Updating user relations with REST API not working

Questions and Answers
1
System Information
  • Strapi Version: 4.19.0
  • Database: SQLite
  • Node Version: 20.11.0
  • NPM Version: 10.2.4
  • Yarn Version: 1.22.19

I’m implementing Shopping cart feature.

I’ve a oneToMany relation between User and Product (Another Content-type) with field name of cart in User and name of reservedBy in Product (Content-type).

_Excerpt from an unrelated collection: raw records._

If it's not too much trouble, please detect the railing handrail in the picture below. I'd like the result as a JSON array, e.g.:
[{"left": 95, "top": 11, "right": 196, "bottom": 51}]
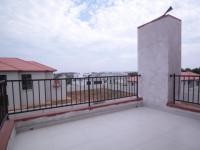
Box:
[{"left": 6, "top": 75, "right": 141, "bottom": 82}]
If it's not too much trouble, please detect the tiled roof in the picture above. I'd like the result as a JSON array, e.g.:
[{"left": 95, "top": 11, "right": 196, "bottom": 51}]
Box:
[{"left": 0, "top": 58, "right": 56, "bottom": 72}]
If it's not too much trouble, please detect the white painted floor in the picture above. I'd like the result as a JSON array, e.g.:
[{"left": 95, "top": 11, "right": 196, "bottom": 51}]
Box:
[{"left": 14, "top": 107, "right": 200, "bottom": 150}]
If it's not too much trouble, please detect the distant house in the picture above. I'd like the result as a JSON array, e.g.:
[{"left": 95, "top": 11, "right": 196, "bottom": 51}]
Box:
[
  {"left": 0, "top": 58, "right": 57, "bottom": 110},
  {"left": 0, "top": 58, "right": 56, "bottom": 81}
]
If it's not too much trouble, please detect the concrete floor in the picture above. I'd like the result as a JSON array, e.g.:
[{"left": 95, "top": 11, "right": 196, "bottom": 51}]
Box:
[{"left": 14, "top": 107, "right": 200, "bottom": 150}]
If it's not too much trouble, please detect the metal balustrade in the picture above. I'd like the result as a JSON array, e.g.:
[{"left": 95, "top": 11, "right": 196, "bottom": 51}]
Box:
[
  {"left": 171, "top": 74, "right": 200, "bottom": 105},
  {"left": 7, "top": 75, "right": 139, "bottom": 114}
]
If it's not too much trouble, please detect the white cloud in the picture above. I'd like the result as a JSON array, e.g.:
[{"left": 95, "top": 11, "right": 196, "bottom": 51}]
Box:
[{"left": 0, "top": 0, "right": 200, "bottom": 72}]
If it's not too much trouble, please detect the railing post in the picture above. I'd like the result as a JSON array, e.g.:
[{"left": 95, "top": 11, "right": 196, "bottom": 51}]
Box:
[
  {"left": 87, "top": 76, "right": 91, "bottom": 107},
  {"left": 136, "top": 74, "right": 139, "bottom": 98},
  {"left": 173, "top": 74, "right": 176, "bottom": 104}
]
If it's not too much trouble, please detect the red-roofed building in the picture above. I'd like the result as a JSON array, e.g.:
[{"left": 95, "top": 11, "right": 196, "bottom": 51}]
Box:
[
  {"left": 0, "top": 58, "right": 56, "bottom": 80},
  {"left": 0, "top": 57, "right": 57, "bottom": 109}
]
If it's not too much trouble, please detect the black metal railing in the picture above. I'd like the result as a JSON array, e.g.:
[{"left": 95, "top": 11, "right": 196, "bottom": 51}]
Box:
[
  {"left": 0, "top": 81, "right": 8, "bottom": 128},
  {"left": 7, "top": 75, "right": 139, "bottom": 114},
  {"left": 171, "top": 74, "right": 200, "bottom": 105}
]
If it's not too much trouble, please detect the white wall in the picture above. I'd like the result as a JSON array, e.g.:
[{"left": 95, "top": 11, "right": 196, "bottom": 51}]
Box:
[{"left": 138, "top": 15, "right": 181, "bottom": 106}]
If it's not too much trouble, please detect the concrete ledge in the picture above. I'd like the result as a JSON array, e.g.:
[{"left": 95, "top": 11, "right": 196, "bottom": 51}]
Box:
[
  {"left": 167, "top": 102, "right": 200, "bottom": 113},
  {"left": 0, "top": 98, "right": 142, "bottom": 150},
  {"left": 16, "top": 99, "right": 142, "bottom": 133},
  {"left": 0, "top": 120, "right": 15, "bottom": 150}
]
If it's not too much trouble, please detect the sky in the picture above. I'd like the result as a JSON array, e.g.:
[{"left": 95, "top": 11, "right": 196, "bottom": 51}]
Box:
[{"left": 0, "top": 0, "right": 200, "bottom": 72}]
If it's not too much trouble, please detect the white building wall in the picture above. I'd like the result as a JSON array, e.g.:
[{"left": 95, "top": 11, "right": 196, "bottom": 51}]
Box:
[{"left": 138, "top": 15, "right": 181, "bottom": 106}]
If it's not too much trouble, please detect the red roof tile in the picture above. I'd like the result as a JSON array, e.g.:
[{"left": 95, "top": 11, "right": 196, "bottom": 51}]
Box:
[{"left": 0, "top": 58, "right": 56, "bottom": 72}]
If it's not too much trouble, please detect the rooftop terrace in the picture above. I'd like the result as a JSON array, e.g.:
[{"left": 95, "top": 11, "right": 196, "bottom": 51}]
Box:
[{"left": 13, "top": 104, "right": 200, "bottom": 150}]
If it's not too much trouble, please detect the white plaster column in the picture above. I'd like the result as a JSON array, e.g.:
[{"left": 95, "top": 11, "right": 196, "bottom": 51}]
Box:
[{"left": 138, "top": 15, "right": 181, "bottom": 106}]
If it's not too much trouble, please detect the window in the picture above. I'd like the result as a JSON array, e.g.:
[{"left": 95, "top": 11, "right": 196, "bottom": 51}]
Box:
[
  {"left": 22, "top": 74, "right": 33, "bottom": 90},
  {"left": 0, "top": 75, "right": 7, "bottom": 81}
]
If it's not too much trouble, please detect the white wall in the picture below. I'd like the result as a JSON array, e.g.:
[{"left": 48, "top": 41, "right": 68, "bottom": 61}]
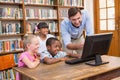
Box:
[{"left": 84, "top": 0, "right": 94, "bottom": 31}]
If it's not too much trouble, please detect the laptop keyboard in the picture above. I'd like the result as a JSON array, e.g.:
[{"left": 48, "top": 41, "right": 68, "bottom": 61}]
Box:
[{"left": 65, "top": 57, "right": 95, "bottom": 64}]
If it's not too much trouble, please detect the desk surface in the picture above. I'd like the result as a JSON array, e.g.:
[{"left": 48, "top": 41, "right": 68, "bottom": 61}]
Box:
[{"left": 13, "top": 56, "right": 120, "bottom": 80}]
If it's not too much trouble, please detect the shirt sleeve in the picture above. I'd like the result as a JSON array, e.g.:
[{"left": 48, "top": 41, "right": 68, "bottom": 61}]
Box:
[
  {"left": 84, "top": 10, "right": 93, "bottom": 35},
  {"left": 40, "top": 51, "right": 49, "bottom": 60},
  {"left": 55, "top": 51, "right": 67, "bottom": 58},
  {"left": 60, "top": 21, "right": 71, "bottom": 47}
]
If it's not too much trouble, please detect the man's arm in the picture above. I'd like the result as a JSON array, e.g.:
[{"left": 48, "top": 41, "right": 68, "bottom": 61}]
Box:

Based of docs, i can connect (and disconnect) every product (individually) to every user using send PUT request to products API:

connect
connect1024×768 67.9 KB

When i want to empty cart field from all products with sending PUT request to users API, The response is 200 OK:

set
set1024×768 51.6 KB

But it doesn’t work. when i check cart filed in user data, products in cart still are over there:

cart
cart970×741 57.4 KB

I Also use “disconnect” command with id of products in cart. but doesn’t work too.

Where did i go wrong?
Should i create or edit controller files?

Beforehand thanks for any help.

2

@EbrahimHeydari thanks for sharing. I just updated to 4.19.1 and it works.

Make sure that you have permissions set correctly. You need to enable user find. See the video below.

video example

3

Note that i want to empty cart field from all of products by sending one PUT request to /api/users/{user_id} endpoint.

But your “video example” is about add and remove product one by one (individually) to cart (which works fine). As i mentioned above, i can add and remove product (individually) to cart by sending to /api/products/{product_id} endpoint.

In another word, i want to update relations of User Content-Type (users-permissions) by sending PUT request to /api/users/{user_id} endpoint. Please take a look again to endpoints of images in my above question (from second image).

My strapi CMS permissions:

permossions
permossions804×1404 57 KB

P.S: I also update my strapi CMS to v4.19.1 but didn’t worked.

4

@Paul_Brats So if I want to update user’s relationship I have to change the permissions so every user can read other users details, I hope you realize how bad you’re “workaround” is?

5

So, what’s your solution (suggestion) for empty the cart field (Array data type) in one PUT request?

6

I would override the controllers respective method or add new custom route and method to manage that. The way you’re changing the user’s permission, you’re allowing any user that has authenticated, read, write or even delete other users.